IAQ or Indoor air quality is not merely a matter of how the environment feels (temperature and humidity), polluted indoor air has a direct impact on our health and well-being. Depending on the degree of pollution, a poor indoor air quality can cause health problems such as respiratory diseases (e.g. asthma), allergies, and possibly even lung cancer. These symptoms are often summarised under the term SBS or Sick Building Syndromes.
Together with the increased thermal insulation of our buildings, the importance of intelligent ventilation systems is rising in order to maintain a good indoor air quality and to minimize energy losses.
The following parameters have a direct impact on the health, the sense of well-being and the comfort of the residents:
As a specialist in control solutions for HVAC and ventilation systems, Sentera developed a wide range of sensors – each with its own, specific purpose. To guide you in the process of determining the correct sensor for your application, we will explain these different parameters in detail.
Temperature and relative humidity have a direct impact on the sense of well-being and comfort of the residents.
Dry air leads to dry skin, itchy eyes, and irritated nasal passages. It can cause a bloody nose or an itchy throat and can aggravate symptoms of the common cold and some respiratory ailments. It also increases static electricity, which you feel in your clothes and hair and on furniture and carpeting.
Too high relative humidity degrees will result in condensation forming on windows, walls and ceilings that are colder than the air temperature and potentially damaging building materials and causing odours in poorly ventilated spaces.
Since temperature and relative humidity are the basic parameters determining the comfort and well-being of residents, most Sentera sensors can measure these.
Carbon Dioxide (CO2) is not only a by-product of combustion, it is also the result of the metabolic process in living organisms. Because carbon dioxide is also a result of human metabolism, concentrations within a building are often used to indicate whether adequate fresh air needs to be supplied to the space.
Moderate to high levels of carbon dioxide can cause headaches and fatigue, and higher concentrations can produce nausea, dizziness, and vomiting. Loss of consciousness can occur at extremely high concentrations. To prevent or reduce high concentrations of carbon dioxide in a building or room, fresh air should be supplied to the room.
NDIR is an industry term for “nondispersive infrared”, and is the most common and adequate type of sensor used to measure CO2. CO 2 gas molecules absorb the specific band of IR light while letting other wavelengths of light pass through.
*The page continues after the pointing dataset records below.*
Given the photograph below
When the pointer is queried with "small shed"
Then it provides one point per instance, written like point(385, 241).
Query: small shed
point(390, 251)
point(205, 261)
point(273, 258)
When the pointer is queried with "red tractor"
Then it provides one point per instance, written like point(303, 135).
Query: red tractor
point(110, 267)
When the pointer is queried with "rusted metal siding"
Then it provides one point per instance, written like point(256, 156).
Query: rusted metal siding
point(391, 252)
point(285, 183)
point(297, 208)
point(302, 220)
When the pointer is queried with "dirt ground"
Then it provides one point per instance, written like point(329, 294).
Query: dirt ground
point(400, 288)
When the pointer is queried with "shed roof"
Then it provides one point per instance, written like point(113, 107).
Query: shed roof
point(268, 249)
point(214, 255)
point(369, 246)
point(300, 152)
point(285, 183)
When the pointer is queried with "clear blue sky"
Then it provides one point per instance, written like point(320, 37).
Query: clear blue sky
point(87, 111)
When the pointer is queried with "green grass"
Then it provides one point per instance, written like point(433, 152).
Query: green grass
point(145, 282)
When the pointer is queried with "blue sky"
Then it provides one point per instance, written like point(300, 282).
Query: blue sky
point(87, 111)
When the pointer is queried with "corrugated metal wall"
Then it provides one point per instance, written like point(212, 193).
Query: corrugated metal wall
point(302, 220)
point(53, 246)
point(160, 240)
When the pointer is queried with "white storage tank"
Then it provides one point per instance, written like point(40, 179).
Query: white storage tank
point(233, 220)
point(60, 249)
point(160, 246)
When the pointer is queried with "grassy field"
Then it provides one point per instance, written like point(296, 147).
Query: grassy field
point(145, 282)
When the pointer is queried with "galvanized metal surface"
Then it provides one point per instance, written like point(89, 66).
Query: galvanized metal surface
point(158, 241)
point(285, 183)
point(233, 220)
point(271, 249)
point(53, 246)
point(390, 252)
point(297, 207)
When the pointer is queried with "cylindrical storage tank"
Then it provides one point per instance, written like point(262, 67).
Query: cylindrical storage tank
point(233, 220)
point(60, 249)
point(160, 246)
Finally, an IR detector reads the amount of light that was not absorbed by the CO2 molecules or the optical filter. The difference between the amount of light radiated by the IR lamp and the amount of IR light received by the detector is measured. The difference is proportional to the number of CO2 molecules in the air inside the room.
Click here to find our T, rH and CO2 sensors.
The human contribution to indoor air pollutants has been historically correlated with CO2, which is commonly used as an indicator for insufficient ventilation in closed spaces, but this doesn’t cover the complete load.
VOCs or Volatile organic compounds are known to cause eye, nose and throat irritations, headache, drowsiness, dizziness, nausea, difficulty concentrating and fatigue.
VOCs in indoor environments evaporate from substances such as cleaning products, adhesives, paints, new carpets, copiers and printers to building materials and furnishings. VOCs are also emitted from humans and animals in their breath, sweat and directly from their skin.
Therefore, it is important to monitor the VOC levels and to extract the contaminated air from the area.